As a pioneer in remote work, GitLab has scaled to more than 1300 team members across 68 countries without opening any offices. GitLab Co-founder and CEO Sid Sijbrandij shares five tips from his playbook on building and managing remote teams:

  1. Reinforce your company's core values. Sid says that many organizations take the time to articulate their values, but neglect to infuse them through daily work. When the GitLab team makes key decisions, they reference their values in 17 ways, and reinforce them with every process and project.

  2. Be transparent. GitLab takes this to the extreme by publicly posting every team member's current workflow. By working in the open, everyone is more easily able to see and understand what others are working on without meetings or interruptions, which both enhances belonging and prevents communication silos.

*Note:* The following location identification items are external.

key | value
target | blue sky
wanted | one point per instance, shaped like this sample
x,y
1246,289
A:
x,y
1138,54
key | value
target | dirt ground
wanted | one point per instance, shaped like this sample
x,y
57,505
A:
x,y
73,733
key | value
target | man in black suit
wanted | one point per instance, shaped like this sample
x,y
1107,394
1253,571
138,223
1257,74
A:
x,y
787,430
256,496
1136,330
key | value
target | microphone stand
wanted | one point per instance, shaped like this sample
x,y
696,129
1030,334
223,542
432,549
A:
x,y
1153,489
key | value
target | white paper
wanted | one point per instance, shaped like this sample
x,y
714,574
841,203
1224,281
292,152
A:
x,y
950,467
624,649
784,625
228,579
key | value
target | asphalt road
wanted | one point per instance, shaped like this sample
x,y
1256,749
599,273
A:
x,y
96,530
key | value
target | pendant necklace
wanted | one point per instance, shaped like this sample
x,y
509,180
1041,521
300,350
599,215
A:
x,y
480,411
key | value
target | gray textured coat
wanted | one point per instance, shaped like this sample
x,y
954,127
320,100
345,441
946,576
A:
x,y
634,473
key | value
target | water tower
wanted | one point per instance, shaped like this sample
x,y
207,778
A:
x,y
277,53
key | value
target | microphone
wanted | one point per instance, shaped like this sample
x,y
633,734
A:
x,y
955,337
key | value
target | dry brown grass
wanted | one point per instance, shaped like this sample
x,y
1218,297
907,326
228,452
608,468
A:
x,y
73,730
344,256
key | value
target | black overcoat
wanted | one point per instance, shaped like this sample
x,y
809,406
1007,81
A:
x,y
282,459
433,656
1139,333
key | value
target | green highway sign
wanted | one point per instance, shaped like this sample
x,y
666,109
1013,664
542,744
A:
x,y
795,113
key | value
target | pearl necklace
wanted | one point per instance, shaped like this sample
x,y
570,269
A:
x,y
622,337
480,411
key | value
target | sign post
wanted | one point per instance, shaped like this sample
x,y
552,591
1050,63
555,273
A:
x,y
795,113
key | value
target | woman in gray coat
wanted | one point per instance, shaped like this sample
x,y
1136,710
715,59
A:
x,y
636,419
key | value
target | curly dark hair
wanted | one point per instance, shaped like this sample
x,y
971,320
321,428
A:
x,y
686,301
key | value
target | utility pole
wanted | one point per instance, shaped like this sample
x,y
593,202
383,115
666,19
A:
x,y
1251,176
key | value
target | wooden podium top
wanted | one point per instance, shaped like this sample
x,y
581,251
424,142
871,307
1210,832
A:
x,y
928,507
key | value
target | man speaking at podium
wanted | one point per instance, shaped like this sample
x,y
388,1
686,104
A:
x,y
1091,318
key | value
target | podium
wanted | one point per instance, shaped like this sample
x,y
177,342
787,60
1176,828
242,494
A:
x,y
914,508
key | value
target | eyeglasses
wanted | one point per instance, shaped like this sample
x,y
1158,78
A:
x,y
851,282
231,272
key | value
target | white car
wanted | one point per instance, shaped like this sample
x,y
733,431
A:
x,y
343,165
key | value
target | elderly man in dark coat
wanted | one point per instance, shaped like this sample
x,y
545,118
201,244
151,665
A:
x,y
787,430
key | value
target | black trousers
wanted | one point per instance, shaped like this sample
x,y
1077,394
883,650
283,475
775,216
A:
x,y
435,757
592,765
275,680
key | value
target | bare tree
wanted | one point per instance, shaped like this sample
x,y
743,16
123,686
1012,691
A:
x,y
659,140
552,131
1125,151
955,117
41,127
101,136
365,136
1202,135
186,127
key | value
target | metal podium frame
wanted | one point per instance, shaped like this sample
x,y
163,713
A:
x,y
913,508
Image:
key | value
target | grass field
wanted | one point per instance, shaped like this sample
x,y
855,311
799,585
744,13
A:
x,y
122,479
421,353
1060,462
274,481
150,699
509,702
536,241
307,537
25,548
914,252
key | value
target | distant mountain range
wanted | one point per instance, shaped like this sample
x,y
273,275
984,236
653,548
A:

  3. Differentiate between synchronous and asynchronous collaboration. At GitLab, live doc meetings are meant to catalyze weeks or months of asynchronous work. They are largely reserved for clarifications and discussion, not one-directional updates. All meetings have an accessible agenda for discourse to happen before, during, and after, being inclusive of time zones. Whenever team members have progress to share, they post video updates.

  4. Give decision-making power to the person who will ultimately do the work. GitLab encourages contribution and feedback from every team member, and at the same time empowers project owners to call the shots.

  5. Document everything live. GitLab is rigorous about documentation. Meeting agendas serve as a collaborative record of group discussions. These notes are then shared with everyone in the company — with key takeaways added to its expansive handbook — reinforcing the values of transparency and efficiency.